Supermassive neutron stars in axion F(R) gravity

Abstract

ABSTRACT We investigated realistic neutron stars in axion R2 gravity. The coupling between curvature and axion field ϕ is assumed in the simple form ∼R2ϕ. For the axion mass in the range ma ∼ 10−11–10−10 eV the solitonic core within neutron star and corresponding halo with size ∼100 km can exist. Therefore the effective contribution of R2 term grows inside the star and it leads to change of star parameters (namely, mass, and radius). We obtained the increase of star mass independent from central density for wide range of masses. Therefore, maximal possible mass for given equation of state grows.

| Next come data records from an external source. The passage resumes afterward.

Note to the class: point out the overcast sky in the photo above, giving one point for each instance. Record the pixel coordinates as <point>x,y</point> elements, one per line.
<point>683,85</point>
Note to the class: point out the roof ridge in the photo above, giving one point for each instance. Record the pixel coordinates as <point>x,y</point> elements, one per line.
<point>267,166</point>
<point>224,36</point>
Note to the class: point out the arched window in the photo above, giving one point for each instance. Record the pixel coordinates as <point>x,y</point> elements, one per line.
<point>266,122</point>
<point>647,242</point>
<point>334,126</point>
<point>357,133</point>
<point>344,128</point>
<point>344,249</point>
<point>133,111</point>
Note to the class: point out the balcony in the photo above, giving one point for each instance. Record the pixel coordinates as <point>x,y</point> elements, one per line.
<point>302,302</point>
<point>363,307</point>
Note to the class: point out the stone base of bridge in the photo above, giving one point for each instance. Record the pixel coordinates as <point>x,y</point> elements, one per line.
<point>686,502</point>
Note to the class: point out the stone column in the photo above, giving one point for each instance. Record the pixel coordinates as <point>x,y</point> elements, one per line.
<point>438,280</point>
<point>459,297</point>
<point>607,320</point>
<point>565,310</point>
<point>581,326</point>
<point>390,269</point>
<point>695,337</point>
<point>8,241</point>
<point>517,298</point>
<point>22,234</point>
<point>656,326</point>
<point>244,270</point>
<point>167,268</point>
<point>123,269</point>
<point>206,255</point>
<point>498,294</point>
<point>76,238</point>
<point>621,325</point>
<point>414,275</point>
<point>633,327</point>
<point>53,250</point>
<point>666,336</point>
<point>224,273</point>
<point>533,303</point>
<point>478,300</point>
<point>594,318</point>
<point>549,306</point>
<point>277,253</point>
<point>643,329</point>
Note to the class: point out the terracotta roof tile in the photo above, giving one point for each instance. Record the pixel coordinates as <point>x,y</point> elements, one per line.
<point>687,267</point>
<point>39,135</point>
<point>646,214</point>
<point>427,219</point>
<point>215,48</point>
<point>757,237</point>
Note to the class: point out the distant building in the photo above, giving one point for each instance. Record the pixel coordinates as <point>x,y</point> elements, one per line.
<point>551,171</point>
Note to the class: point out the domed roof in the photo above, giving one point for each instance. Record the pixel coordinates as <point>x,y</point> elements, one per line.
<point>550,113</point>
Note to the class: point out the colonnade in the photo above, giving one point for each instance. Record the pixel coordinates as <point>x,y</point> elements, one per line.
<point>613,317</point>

At the same time, the star radius increases not so considerably in comparison with GR. Hence, our model may predict possible existence of supermassive compact stars with masses $M\sim 2.2\!-\!2.3\, \mathrm{M}_\odot$ and radii Rs ∼ 11 km for realistic equation of state (we considered APR equation of state). In general relativity one can obtain neutron stars with such characteristics only for unrealistic, extremely stiff equations of state. Note that this increase of mass occurs due to change of solution for scalar curvature outside the star. In GR curvature drops to zero on star surface where ρ = p = 0. In the model underconsideration the scalar curvature dumps more slowly in comparison with vacuum R2 gravity due to axion ‘galo’ around the star.